Matsubara Green function of anderson impurity model

I am currently having trouble computing the imaginary-time Green's functions of a model similar to the single-impurity anderson model.

The hamiltonian is given as:

\begin{equation} H = \Sigma_{\vec{k} } \epsilon_k c^{\dagger}_{\vec{k}} c_{\vec{k}} + V \Sigma_{\vec{k}} ( c^{\dagger}_{\vec{k}} d+c_{\vec{k}} d^{\dagger} ) + \epsilon_d d^\dagger d \end{equation}

where $c^{(\dagger)}_{\vec{k}}$ are the creation/annihilation operators for the fermionic bath (in momentum space) and $d^{(\dagger)}$ are the operators for the fermionic impurity and $V\in\mathbb{R}$. The model is taken from Elementary Introduction to the Hubbard Model (Exercise 45).

The task is to determine the Matsubara GF $G_d(i\omega_n)$ of the impurity.

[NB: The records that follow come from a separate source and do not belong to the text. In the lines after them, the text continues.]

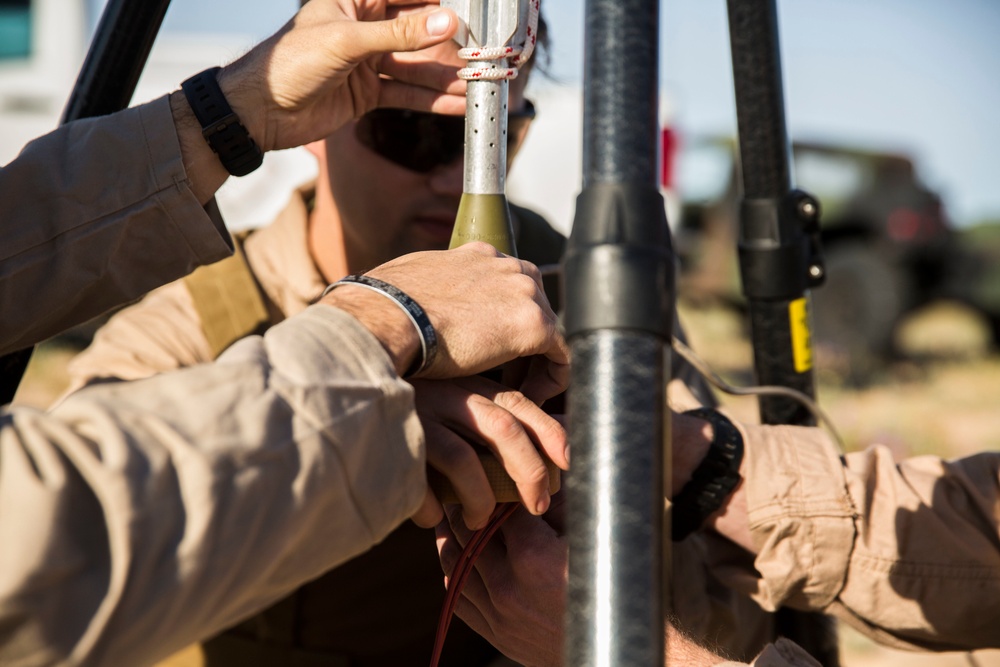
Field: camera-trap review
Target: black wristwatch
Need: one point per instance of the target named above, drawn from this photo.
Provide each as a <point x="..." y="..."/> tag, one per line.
<point x="220" y="125"/>
<point x="714" y="478"/>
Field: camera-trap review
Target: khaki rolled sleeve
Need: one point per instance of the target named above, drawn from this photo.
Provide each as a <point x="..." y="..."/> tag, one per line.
<point x="151" y="514"/>
<point x="95" y="214"/>
<point x="906" y="552"/>
<point x="801" y="516"/>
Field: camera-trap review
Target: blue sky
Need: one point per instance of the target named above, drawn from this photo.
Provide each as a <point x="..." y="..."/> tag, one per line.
<point x="920" y="76"/>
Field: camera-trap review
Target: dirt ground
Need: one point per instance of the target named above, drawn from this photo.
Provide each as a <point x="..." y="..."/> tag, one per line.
<point x="943" y="400"/>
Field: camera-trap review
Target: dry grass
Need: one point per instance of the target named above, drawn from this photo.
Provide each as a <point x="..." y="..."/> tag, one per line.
<point x="945" y="401"/>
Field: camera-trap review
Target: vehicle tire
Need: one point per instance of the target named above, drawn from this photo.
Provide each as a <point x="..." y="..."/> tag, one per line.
<point x="856" y="311"/>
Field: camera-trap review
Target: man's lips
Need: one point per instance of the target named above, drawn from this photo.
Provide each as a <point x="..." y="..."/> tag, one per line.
<point x="435" y="228"/>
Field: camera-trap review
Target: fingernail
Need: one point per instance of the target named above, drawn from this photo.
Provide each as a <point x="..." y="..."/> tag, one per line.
<point x="438" y="23"/>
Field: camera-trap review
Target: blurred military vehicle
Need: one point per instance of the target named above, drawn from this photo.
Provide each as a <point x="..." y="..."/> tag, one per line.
<point x="888" y="244"/>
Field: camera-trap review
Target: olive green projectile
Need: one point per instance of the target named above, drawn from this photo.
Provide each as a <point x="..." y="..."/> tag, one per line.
<point x="484" y="218"/>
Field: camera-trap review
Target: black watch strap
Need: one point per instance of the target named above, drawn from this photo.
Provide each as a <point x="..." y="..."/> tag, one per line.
<point x="220" y="125"/>
<point x="714" y="478"/>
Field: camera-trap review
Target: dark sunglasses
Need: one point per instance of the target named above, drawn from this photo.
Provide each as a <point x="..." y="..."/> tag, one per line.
<point x="421" y="141"/>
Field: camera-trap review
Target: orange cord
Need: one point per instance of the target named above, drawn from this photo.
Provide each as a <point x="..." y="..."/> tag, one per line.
<point x="462" y="570"/>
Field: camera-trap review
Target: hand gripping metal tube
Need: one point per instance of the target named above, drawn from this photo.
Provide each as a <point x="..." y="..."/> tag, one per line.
<point x="492" y="33"/>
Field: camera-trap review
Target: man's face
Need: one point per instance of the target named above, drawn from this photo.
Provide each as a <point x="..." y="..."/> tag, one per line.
<point x="387" y="210"/>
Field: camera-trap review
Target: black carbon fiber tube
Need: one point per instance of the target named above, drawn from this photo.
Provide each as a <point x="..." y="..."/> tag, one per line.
<point x="619" y="114"/>
<point x="619" y="297"/>
<point x="116" y="58"/>
<point x="616" y="501"/>
<point x="105" y="84"/>
<point x="774" y="253"/>
<point x="760" y="106"/>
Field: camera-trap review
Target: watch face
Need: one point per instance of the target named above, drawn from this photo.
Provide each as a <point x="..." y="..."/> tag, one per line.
<point x="714" y="478"/>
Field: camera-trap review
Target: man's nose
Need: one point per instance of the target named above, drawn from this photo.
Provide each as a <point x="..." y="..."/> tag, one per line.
<point x="448" y="179"/>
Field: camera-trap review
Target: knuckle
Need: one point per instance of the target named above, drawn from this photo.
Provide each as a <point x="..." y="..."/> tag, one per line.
<point x="504" y="425"/>
<point x="537" y="475"/>
<point x="452" y="456"/>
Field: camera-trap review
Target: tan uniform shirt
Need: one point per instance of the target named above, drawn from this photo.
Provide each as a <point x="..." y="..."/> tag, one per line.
<point x="136" y="518"/>
<point x="381" y="608"/>
<point x="908" y="553"/>
<point x="110" y="196"/>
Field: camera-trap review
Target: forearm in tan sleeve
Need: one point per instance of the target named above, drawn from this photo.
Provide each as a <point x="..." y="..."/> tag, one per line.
<point x="94" y="215"/>
<point x="160" y="333"/>
<point x="908" y="553"/>
<point x="925" y="568"/>
<point x="150" y="514"/>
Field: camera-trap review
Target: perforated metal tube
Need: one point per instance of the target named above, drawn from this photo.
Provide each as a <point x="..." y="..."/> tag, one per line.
<point x="486" y="134"/>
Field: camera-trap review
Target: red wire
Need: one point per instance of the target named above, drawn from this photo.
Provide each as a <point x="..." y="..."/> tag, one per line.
<point x="461" y="572"/>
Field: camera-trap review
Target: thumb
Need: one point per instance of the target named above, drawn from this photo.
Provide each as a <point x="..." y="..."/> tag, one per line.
<point x="411" y="32"/>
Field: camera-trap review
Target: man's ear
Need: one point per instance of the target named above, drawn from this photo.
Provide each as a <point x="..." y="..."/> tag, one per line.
<point x="318" y="149"/>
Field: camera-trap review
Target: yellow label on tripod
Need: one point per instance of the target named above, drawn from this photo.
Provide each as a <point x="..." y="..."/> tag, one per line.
<point x="798" y="320"/>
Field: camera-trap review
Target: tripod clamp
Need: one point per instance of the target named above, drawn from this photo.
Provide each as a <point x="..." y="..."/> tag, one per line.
<point x="784" y="268"/>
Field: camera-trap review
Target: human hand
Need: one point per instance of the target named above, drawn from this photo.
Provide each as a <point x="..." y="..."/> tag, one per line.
<point x="455" y="413"/>
<point x="486" y="308"/>
<point x="515" y="597"/>
<point x="338" y="59"/>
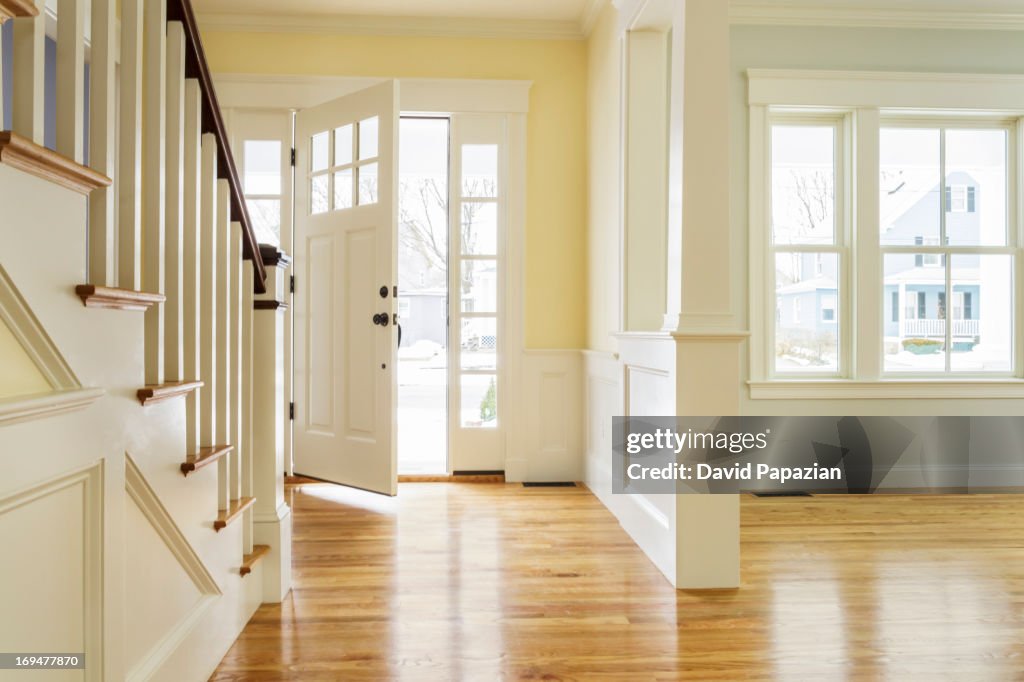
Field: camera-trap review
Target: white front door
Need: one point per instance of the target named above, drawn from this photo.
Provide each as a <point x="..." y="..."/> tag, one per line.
<point x="345" y="340"/>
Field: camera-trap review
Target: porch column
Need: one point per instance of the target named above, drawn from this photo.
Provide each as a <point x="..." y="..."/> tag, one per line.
<point x="704" y="269"/>
<point x="271" y="518"/>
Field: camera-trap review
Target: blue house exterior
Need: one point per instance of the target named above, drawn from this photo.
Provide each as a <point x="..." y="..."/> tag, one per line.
<point x="915" y="305"/>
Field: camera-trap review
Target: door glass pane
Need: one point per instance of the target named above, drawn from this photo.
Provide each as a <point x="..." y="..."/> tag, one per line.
<point x="265" y="214"/>
<point x="423" y="302"/>
<point x="806" y="312"/>
<point x="369" y="130"/>
<point x="479" y="343"/>
<point x="803" y="184"/>
<point x="479" y="228"/>
<point x="321" y="146"/>
<point x="915" y="332"/>
<point x="976" y="187"/>
<point x="343" y="145"/>
<point x="368" y="183"/>
<point x="318" y="195"/>
<point x="479" y="286"/>
<point x="983" y="313"/>
<point x="343" y="188"/>
<point x="479" y="400"/>
<point x="909" y="186"/>
<point x="479" y="170"/>
<point x="262" y="167"/>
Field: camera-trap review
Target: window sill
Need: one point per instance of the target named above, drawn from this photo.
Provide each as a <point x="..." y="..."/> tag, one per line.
<point x="846" y="389"/>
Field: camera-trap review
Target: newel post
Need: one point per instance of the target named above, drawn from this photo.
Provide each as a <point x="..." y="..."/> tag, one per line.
<point x="272" y="517"/>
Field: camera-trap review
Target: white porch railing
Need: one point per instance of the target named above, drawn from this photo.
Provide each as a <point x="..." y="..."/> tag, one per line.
<point x="937" y="328"/>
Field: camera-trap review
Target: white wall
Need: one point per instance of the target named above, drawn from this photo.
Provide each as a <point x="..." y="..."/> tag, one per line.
<point x="65" y="483"/>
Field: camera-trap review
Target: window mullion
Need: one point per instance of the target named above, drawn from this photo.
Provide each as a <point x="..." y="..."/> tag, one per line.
<point x="865" y="263"/>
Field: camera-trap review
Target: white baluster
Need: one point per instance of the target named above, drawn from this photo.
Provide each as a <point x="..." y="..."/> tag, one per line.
<point x="194" y="180"/>
<point x="173" y="348"/>
<point x="154" y="180"/>
<point x="235" y="356"/>
<point x="29" y="62"/>
<point x="224" y="266"/>
<point x="246" y="448"/>
<point x="71" y="79"/>
<point x="208" y="296"/>
<point x="102" y="140"/>
<point x="130" y="150"/>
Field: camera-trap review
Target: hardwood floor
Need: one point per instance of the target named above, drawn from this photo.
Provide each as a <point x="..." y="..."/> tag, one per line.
<point x="483" y="582"/>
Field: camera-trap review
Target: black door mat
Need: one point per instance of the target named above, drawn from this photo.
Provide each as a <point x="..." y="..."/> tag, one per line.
<point x="781" y="494"/>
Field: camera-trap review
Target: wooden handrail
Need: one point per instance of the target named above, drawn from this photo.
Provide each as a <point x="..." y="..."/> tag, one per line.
<point x="213" y="122"/>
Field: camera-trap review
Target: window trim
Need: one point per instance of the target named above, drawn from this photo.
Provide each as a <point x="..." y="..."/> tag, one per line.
<point x="863" y="97"/>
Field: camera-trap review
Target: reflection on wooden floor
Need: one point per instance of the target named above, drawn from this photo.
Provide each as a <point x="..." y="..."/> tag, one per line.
<point x="481" y="583"/>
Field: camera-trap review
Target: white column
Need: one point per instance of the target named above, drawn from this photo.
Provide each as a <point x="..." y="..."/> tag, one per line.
<point x="71" y="79"/>
<point x="194" y="180"/>
<point x="222" y="334"/>
<point x="154" y="180"/>
<point x="174" y="203"/>
<point x="235" y="358"/>
<point x="130" y="150"/>
<point x="208" y="298"/>
<point x="702" y="276"/>
<point x="102" y="140"/>
<point x="246" y="448"/>
<point x="29" y="62"/>
<point x="272" y="516"/>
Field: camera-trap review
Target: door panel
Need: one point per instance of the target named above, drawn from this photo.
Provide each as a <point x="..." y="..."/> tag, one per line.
<point x="346" y="222"/>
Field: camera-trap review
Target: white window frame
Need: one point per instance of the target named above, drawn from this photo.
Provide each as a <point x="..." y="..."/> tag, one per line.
<point x="840" y="246"/>
<point x="864" y="98"/>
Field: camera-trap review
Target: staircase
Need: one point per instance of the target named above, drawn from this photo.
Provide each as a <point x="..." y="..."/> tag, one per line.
<point x="129" y="273"/>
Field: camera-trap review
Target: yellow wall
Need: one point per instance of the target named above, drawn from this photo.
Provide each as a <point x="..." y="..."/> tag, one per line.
<point x="556" y="248"/>
<point x="603" y="127"/>
<point x="18" y="375"/>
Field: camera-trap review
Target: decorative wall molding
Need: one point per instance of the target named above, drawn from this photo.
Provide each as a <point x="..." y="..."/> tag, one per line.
<point x="29" y="332"/>
<point x="22" y="409"/>
<point x="91" y="519"/>
<point x="881" y="15"/>
<point x="289" y="91"/>
<point x="148" y="503"/>
<point x="430" y="27"/>
<point x="843" y="389"/>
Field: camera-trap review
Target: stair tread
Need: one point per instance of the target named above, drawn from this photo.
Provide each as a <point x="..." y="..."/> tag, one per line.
<point x="119" y="299"/>
<point x="233" y="511"/>
<point x="151" y="394"/>
<point x="27" y="156"/>
<point x="205" y="457"/>
<point x="249" y="560"/>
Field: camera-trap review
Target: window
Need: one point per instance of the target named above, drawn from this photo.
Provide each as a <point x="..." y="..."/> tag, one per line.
<point x="343" y="171"/>
<point x="828" y="308"/>
<point x="261" y="164"/>
<point x="958" y="248"/>
<point x="936" y="268"/>
<point x="808" y="243"/>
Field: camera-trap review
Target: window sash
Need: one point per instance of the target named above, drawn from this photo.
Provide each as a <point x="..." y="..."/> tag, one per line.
<point x="851" y="306"/>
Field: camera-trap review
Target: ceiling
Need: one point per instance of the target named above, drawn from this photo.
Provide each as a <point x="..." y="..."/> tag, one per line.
<point x="537" y="10"/>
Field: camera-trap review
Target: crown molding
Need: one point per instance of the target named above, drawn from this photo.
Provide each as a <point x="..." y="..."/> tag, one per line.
<point x="590" y="15"/>
<point x="354" y="25"/>
<point x="757" y="13"/>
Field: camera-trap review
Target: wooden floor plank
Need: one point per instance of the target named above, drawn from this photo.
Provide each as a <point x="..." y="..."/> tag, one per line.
<point x="481" y="582"/>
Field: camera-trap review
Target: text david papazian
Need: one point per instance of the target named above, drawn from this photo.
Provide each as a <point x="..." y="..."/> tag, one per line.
<point x="749" y="471"/>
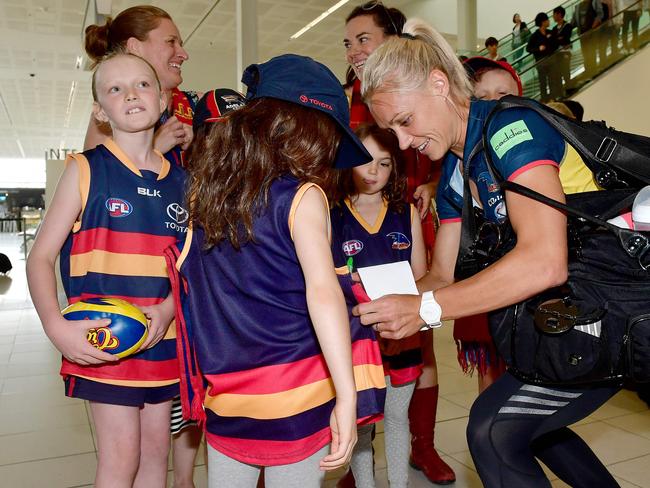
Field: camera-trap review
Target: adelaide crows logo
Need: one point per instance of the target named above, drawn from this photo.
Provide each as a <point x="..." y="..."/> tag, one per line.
<point x="400" y="241"/>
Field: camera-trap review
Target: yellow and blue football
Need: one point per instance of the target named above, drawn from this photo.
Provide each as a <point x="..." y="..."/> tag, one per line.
<point x="126" y="332"/>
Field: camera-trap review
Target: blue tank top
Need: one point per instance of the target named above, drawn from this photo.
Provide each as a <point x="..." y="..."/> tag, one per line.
<point x="116" y="249"/>
<point x="269" y="394"/>
<point x="387" y="240"/>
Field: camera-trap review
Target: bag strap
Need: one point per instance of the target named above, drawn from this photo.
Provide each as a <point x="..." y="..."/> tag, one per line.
<point x="636" y="245"/>
<point x="589" y="141"/>
<point x="468" y="230"/>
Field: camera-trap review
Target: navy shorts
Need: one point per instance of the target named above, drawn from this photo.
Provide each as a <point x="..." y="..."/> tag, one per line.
<point x="129" y="396"/>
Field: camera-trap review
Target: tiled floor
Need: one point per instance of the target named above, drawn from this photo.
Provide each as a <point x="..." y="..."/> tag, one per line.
<point x="46" y="439"/>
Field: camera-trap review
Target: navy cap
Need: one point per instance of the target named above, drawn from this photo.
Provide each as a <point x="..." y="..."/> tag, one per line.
<point x="306" y="82"/>
<point x="214" y="104"/>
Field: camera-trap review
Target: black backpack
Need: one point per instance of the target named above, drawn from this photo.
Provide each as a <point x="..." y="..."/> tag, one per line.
<point x="609" y="267"/>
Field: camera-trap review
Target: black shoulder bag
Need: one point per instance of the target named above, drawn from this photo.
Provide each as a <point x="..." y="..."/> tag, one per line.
<point x="596" y="328"/>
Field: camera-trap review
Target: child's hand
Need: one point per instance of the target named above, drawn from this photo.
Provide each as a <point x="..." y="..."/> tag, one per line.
<point x="160" y="316"/>
<point x="170" y="134"/>
<point x="343" y="423"/>
<point x="389" y="347"/>
<point x="70" y="338"/>
<point x="423" y="195"/>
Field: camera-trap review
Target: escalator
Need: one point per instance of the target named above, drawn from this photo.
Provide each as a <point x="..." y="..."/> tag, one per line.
<point x="605" y="43"/>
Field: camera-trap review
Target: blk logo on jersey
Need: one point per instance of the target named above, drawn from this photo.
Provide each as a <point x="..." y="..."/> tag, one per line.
<point x="147" y="192"/>
<point x="118" y="207"/>
<point x="352" y="247"/>
<point x="400" y="241"/>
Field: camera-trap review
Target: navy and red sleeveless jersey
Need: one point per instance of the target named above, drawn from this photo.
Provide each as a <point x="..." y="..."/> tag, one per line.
<point x="116" y="249"/>
<point x="387" y="240"/>
<point x="268" y="394"/>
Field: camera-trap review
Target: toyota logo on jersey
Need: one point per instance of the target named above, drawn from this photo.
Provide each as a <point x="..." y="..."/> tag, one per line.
<point x="352" y="247"/>
<point x="177" y="213"/>
<point x="117" y="207"/>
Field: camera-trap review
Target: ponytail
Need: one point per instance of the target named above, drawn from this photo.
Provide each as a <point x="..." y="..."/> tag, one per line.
<point x="404" y="63"/>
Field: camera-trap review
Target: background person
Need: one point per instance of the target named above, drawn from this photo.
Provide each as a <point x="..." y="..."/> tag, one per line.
<point x="562" y="33"/>
<point x="366" y="28"/>
<point x="262" y="213"/>
<point x="130" y="399"/>
<point x="520" y="33"/>
<point x="417" y="88"/>
<point x="587" y="16"/>
<point x="492" y="46"/>
<point x="150" y="33"/>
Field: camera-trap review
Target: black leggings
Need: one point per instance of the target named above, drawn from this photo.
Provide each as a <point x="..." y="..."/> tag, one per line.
<point x="511" y="423"/>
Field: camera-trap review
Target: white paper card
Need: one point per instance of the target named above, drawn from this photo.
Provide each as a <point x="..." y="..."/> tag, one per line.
<point x="387" y="279"/>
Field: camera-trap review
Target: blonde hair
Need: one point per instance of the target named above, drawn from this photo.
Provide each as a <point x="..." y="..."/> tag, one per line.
<point x="404" y="63"/>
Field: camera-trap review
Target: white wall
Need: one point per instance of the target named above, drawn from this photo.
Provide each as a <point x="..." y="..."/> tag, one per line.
<point x="207" y="70"/>
<point x="625" y="109"/>
<point x="494" y="17"/>
<point x="211" y="69"/>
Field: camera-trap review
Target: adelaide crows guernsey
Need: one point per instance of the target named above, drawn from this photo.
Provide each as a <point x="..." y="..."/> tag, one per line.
<point x="269" y="393"/>
<point x="116" y="248"/>
<point x="387" y="240"/>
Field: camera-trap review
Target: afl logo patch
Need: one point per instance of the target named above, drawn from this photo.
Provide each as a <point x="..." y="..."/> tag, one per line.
<point x="400" y="241"/>
<point x="118" y="207"/>
<point x="350" y="248"/>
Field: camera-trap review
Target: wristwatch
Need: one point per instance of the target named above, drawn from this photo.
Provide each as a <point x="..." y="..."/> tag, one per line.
<point x="430" y="311"/>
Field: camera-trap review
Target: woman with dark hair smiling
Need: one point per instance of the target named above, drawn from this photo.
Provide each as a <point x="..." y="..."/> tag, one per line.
<point x="366" y="28"/>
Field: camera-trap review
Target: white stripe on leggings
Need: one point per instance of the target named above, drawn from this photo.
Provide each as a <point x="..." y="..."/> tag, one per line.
<point x="538" y="401"/>
<point x="531" y="411"/>
<point x="548" y="391"/>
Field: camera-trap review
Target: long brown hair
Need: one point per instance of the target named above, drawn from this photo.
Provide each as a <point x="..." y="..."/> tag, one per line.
<point x="395" y="188"/>
<point x="232" y="170"/>
<point x="389" y="19"/>
<point x="112" y="36"/>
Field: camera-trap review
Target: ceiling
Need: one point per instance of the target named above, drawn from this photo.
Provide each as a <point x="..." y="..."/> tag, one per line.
<point x="41" y="39"/>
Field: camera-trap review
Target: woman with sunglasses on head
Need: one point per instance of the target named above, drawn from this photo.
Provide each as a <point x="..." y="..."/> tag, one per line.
<point x="415" y="86"/>
<point x="366" y="28"/>
<point x="150" y="33"/>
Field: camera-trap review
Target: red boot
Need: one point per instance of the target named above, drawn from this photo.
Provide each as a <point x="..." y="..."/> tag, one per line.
<point x="346" y="481"/>
<point x="422" y="421"/>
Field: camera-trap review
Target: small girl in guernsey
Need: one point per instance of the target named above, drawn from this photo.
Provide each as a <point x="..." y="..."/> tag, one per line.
<point x="371" y="225"/>
<point x="115" y="210"/>
<point x="270" y="361"/>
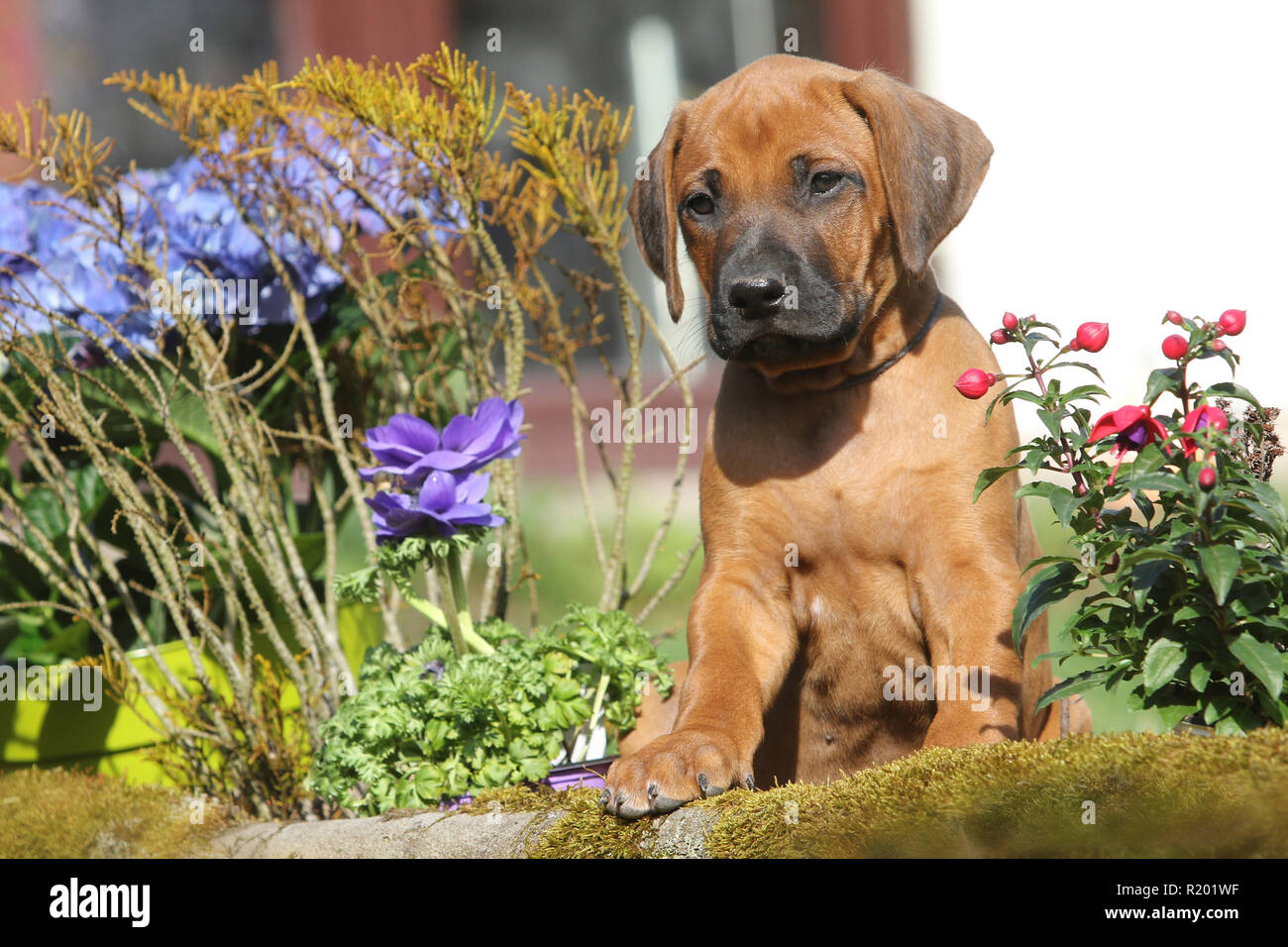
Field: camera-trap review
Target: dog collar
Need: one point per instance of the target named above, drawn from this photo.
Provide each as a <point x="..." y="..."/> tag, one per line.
<point x="912" y="343"/>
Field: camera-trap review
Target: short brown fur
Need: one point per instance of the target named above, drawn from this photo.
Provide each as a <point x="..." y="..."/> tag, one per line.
<point x="837" y="519"/>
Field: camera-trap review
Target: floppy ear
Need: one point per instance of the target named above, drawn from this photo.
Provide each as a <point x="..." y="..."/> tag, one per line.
<point x="653" y="213"/>
<point x="931" y="158"/>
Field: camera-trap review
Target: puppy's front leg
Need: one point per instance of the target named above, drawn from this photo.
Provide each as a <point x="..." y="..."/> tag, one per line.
<point x="741" y="646"/>
<point x="978" y="674"/>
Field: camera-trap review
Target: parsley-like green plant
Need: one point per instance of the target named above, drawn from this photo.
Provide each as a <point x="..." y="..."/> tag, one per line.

Starting from the time-ordered($\mathcal{T}$) representation of the Green's function $G(t) = -\langle \mathcal{T}[ a(t) a^\dagger(0) ]\rangle$ (for now omitting the indices $k,d$) and differentiating w.r.t $t$ one obtains:

\begin{equation} \partial_t G(t) = -\delta(t)\langle \lbrace a(t),a^\dagger(0)\rbrace \rangle -\theta(t)\langle [H,a(t)]a^\dagger(0)\rangle + \theta(-t)\langle a^\dagger(0) [H,a(t)]\rangle \end{equation} where $a\in\lbrace c_{\vec{k}},d\rbrace$ for brevity. If one now takes the FT in Matsubara formalism as $G(i\omega_n) = \frac{1}{\beta}\int_0^\beta G(t)e^{i\omega_n t}dt$ with $\beta=(k_bT)^{-1}$ it follows (using $G(t+\beta) = -G(t)$ tand integration by parts) \begin{align*} \frac{-i\omega_n}{\beta}\int_0^\beta G(t)e^{i\omega_n t}dt &= -\frac{1}{\beta}\int_0^\beta \delta(t)\langle \lbrace a(t),a^\dagger(0)\rbrace\rangle e^{i\omega_n t}dt\\ &- \frac{1}{\beta}\int_0^\beta \theta(t)\langle [H,a(t)]a^\dagger(0)\rangle e^{i\omega_n t}dt\\ &+ \frac{1}{\beta}\int_0^\beta \theta(-t)\langle [H,a(t)]a^\dagger(0)\rangle e^{i\omega_n t}dt\\ &=\frac{-1}{\beta} - \frac{1}{\beta}\int_0^\beta \langle [H,a(t)]a^\dagger(0)\rangle e^{i\omega_n t}dt \end{align*} where we loose the $\theta(-t)$ term due to integration over $[0,\beta]$.

It is stated in the exercise that one should follow the above procedure for $G_d(t)$ and $G_{\vec{k}}(t)$ to obtain two equations in two unknowns and then solve the system to obtain: \begin{equation} G_d(i\omega_n) = - \left( i\omega_n - \epsilon_d -V^2\sum_{\vec{k}} \frac{1}{i\omega_n - \epsilon_{\vec{k}}} \right)^{-1} \end{equation}

The last term in the bracket looks a lot like the sum over the Green functions of the separate modes $G_{\vec{k}}(i\omega_n)=\frac{1}{i\omega_n - \epsilon_{\vec{k}} }$ which are obtained from $H = \sum_{\vec{k} } \epsilon_{ \vec{k} }c^{\dagger}_{ \vec{k}} c_{\vec{k}}$.

My problem is, that I do not see how to perform the last integral on the RHS of the FT. As far as I have been able to calculate the commutator of $H$ with either $d(t)$ or $c_{\vec{k}}(t)$ will always result in an additional term with the other operator, for example: \begin{equation} \frac{1}{\beta}\int_0^\beta \langle [H,d(t)]d^\dagger(0)\rangle e^{i\omega_n t}dt = \frac{\epsilon_d}{\beta}\int_0^\beta \langle d(t)d^{\dagger}(0)\rangle e^{i\omega_n t}dt + \frac{U}{\beta}\sum_{\vec{k}}\int_0^\beta \langle c_{\vec{k}}(t)d^{\dagger}(0)\rangle e^{i\omega_n t}dt \end{equation} If this is correct, then I am stuck in evaluating the expectation values which do not seem to want to yield to me.

My question thus:

Is there a reference where I could find a comprehensible path from the hamiltonian to the Green function of the impurity $G_d$? It would be even better if somebody could point me to a way how to evaluate the aforementioned FT integral (I think i am missing something somewhere).